Lloyds Banking Group has announced its plans to become the first organisation in Europe to introduce new crime prevention technology to help protect its 30 million customers from telephone fraudsters. The state-of-the-art approach is known as “phoneprinting”, and creates an “audio fingerprint” of each call to highlight unusual activity and stop criminal callers.
Commenting on this news is Jules Campeau, Chief Revenue Officer at NuData Security, an award winning behavioural biometrics company:
“Lloyd’s customers should be able to rest a bit easier knowing that Lloyd’s is embracing new technology in their efforts to protect customers against the criminal use of stolen identities resulting from the many data breaches that we have seen these past years. Many bank customers fear that their accounts will be taken over from thieves who have gotten hold of their credentials and then use their real personally identifiable information (PII) to phone into a bank to change key account information and gain control of the account. The industry has certainly seen a rise in stolen PII data like names, addresses, friends and spouses, but also facial scans, fingerprints and biometric data. As of yet, Voiceprinting may be the least likely of the physical/active biometric data to be spoofable, especially when layering it with multiple other interaction data points such as location, number history, call type etc.
User verification methods that use cross channel data points are becoming the new standard in user verification to stop fraudsters who already have access to so much of our stolen PII data online. Having technologies like this in place seems like it would help passively verify users using multiple factors.

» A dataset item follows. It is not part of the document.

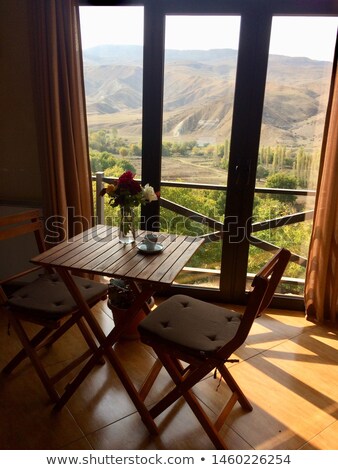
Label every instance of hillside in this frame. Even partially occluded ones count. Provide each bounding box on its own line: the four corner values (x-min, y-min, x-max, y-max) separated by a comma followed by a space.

The one area we have to remember, however, is that anytime we base authentication upon data that can never be changed, we add risk to consumers who bear the burden of proof for a lifetime. If the biometric data should ever be compromised, physical biometrics are unchangeable. Taking biometrics beyond physical biometrics such as single-point fingerprint, retinal or facial scan and layering additional behavioural attributes and passive biometrics elevates the static data to a dynamic model much akin to the proverbial moving target.
That said, it’s encouraging that Lloyds is using this layered biometric and behavioural model as it has little to no impact on users. We’ve been seeing the shift for a long time as banks have been actively reducing friction based security controls at verification, opting now for systems that are able to passively collect and analyse live customer data in real-time without creating angst on the part of their customers. Our solution which uses behavioural data, rather than physical data like voice, performs powerful analysis in real-time. It can return an identity confidence score almost instantaneously and adds yet another layer of frictionless protection for our customers.”